La balade triste des blogs morts

19 12 2010

Je me promenais sur mon blogroll, comme un dimanche matin rendu midi… Tant de blogues morts sans comprendre pourquoi. Je me suis déjà dit, OK j’arrête, j’abandonne, je cesse de me plaindre, car ma complainte sonne toujours du même ré mineur. Est-ce qu’un jour on se lève et qu’on prend vraiment cette décision? J’arrête d’écrire… ici peut-être… tant de mots partagés ont toujours cette portée que l’on doit assumer.

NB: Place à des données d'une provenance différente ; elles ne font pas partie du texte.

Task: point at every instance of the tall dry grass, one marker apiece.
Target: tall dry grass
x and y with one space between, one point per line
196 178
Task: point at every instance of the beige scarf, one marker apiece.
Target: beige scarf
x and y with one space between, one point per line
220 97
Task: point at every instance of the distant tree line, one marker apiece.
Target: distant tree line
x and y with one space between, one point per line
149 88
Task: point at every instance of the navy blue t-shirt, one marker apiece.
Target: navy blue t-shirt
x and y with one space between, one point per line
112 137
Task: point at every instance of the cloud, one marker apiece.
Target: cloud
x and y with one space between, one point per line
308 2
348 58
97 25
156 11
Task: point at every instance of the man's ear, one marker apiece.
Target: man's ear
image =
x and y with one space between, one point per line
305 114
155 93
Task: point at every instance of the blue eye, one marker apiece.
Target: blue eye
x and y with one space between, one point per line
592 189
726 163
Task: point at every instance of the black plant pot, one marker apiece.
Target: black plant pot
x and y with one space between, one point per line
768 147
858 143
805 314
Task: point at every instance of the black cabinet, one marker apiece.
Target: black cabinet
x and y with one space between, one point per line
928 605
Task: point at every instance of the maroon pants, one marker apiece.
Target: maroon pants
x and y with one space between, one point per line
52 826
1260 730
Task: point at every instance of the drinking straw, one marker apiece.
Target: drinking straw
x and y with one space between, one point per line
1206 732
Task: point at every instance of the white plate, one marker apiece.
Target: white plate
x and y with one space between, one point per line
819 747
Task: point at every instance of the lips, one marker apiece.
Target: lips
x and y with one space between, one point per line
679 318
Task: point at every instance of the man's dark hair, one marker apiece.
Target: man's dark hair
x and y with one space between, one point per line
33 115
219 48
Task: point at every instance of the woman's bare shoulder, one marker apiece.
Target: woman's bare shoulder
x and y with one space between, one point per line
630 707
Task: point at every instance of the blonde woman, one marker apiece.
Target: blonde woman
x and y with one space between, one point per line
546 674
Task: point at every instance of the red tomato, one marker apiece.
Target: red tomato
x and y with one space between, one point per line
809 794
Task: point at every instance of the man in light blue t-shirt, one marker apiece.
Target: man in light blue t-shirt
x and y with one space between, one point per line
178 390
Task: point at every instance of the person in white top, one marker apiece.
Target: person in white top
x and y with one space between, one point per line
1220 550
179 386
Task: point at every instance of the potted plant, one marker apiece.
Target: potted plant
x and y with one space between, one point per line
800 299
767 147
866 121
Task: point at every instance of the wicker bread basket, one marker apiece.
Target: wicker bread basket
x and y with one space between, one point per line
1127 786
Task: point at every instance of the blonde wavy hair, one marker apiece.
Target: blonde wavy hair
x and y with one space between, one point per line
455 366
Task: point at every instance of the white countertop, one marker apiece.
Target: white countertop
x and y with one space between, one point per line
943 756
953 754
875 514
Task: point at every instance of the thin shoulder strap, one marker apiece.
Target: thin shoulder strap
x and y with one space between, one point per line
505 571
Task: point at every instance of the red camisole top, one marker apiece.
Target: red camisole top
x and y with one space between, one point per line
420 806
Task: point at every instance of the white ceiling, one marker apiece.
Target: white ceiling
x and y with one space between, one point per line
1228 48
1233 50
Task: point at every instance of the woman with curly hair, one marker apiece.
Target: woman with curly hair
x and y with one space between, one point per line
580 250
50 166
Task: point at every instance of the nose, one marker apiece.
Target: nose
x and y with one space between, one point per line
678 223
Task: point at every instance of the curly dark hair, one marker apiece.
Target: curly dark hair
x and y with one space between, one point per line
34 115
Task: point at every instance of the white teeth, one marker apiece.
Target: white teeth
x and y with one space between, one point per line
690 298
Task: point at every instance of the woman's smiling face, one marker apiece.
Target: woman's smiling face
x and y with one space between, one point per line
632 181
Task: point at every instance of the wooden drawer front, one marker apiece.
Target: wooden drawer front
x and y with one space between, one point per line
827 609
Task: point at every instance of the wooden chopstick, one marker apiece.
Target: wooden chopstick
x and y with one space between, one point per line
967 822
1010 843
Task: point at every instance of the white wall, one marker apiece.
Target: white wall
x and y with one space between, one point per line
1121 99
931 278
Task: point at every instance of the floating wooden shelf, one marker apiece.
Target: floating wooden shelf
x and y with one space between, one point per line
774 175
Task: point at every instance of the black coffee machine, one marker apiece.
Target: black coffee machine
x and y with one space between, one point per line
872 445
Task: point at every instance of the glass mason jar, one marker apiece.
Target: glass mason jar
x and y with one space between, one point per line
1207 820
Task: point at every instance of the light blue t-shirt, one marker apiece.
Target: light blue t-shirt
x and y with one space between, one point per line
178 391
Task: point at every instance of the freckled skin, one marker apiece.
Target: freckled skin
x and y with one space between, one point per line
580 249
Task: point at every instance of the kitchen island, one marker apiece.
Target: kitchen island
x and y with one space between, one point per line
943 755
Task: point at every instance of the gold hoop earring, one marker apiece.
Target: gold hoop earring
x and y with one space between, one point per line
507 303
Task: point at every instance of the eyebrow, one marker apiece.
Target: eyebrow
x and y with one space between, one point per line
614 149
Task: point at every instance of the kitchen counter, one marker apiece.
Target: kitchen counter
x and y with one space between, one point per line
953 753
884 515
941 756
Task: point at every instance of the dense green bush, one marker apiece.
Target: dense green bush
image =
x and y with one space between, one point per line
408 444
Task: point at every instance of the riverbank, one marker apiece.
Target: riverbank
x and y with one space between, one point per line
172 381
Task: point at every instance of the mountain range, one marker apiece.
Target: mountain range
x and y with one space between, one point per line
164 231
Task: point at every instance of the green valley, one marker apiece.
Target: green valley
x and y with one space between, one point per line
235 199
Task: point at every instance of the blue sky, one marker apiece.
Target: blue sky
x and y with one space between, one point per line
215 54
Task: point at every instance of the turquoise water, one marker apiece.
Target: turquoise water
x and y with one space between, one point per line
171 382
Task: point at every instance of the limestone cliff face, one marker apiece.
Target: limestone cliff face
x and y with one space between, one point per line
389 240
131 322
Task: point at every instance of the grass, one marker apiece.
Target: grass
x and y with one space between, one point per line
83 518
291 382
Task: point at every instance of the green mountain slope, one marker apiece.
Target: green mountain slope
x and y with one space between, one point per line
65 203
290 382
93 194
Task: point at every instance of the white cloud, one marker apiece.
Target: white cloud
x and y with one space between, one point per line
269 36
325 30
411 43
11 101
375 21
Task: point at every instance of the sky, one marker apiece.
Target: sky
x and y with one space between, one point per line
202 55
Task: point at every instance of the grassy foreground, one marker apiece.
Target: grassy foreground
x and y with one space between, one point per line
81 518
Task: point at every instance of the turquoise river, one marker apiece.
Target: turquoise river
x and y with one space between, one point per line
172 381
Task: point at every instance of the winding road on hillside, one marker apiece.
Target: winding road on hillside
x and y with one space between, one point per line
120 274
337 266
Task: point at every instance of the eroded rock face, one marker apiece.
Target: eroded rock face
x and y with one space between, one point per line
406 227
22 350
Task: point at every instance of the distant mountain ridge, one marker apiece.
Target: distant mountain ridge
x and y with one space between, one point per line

Je peux cesser quelques jours simplement dans le but de me ressourcer, de reprendre mon souffle ou de prendre mon temps. J’ai l’oeil triste quand il s’agit de laisser de coté quelqu’un que je lisais souvent, mais je comprends que chaque chose fait sont temps. J’aime imaginer la suite de ces idées, toutes ces idées laissées en plan, pour un instant, pour toujours, ils ont trouvé l’amour tous ces auteurs du coeur? N’ont-ils pas simplement changer d’identité, pour se faufiler, pour que leurs écrits d’amour pour un n’affectent pas délicatement l’amour des autres. Parce que par tristesse débordante, les larmes lancinantes ont fini par mouiller ce papier électronique? J’aime rester là, à me demander, où ils sont passés. La balade triste des blogues morts, ils existent plus de mots que de douleur empilée. Dans la balade triste des blogues morts réside une mélodie entre la nostalgie et la mélancolie. Et bien des années encore, je lirai ce qui a été ce que vous êtes.